The cinematic version, which places the Howling Commandos under the authority of Captain America, gives an oblique reference to segregation through a shoutout to Jones's attending historically black Howard University but does not otherwise refer to segregation in any way. That's because in the film, segregation doesn't even seem to have happened. White and black soldiers are shown serving together without incident, erasing one of the moral complexities of World War II -- that American service members defeated a murderous racist dictator even as America was upholding a system of racial apartheid at home. It also erases the courage and commitment of World War II's black veterans, who served their country bravely even as it refused to acknowledge their basic, fundamental rights.
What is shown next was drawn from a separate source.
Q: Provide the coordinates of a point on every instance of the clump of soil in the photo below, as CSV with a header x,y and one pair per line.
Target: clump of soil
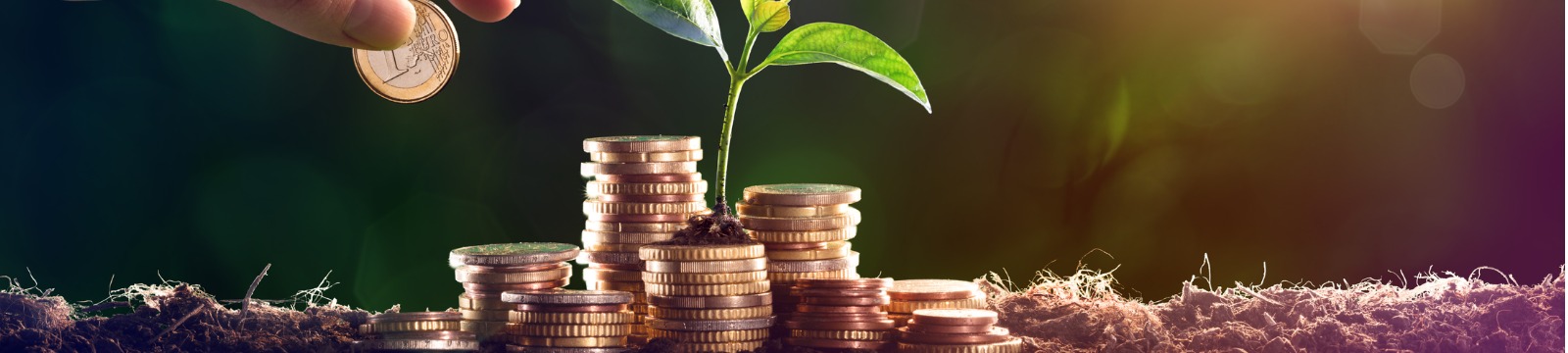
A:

Instead, institutional racism is reduced to a single remark from one Howling Commando to another -- Jim Morita, who informs Dum Dum Dugan that he is "from Fresno."

Marvel has since attempted to grapple with this aspect of American history in various ways -- most notably by retconning the history so that the first there was another Captain America, a black man named Isaiah Bradley, who is part of Tuskegee-like early experiments with the super-soldier serum that eventually turns Steve Rogers from a 98-pound weakling into Captain America.

The film was enjoyable otherwise, but it's a shame that the film dodges the issue of race almost entirely, particularly since Marvel itself has done a rather admirable job of confronting it within the source material. 

(National Archives)

UPDATE: Yes, I get that Captain America isn't supposed to be a documentary. But it's a period piece. If Howard Stark drove up in a Prius eating some Sun Chips people would be irritated. What parts of history omitted from a work of historical fiction says something about the piece. Unlike the scfi-fi weapons and a guy in a crazy costume beating the tar out of Nazis with a flag shield, feel good faux integration isn't implicit in the genre.

UPDATE: I got the chronology on Bradley wrong--the experiment he's involved in is part of an effort to replicate the serum after Cap is created, he isn't the first successful American experiment with the serum.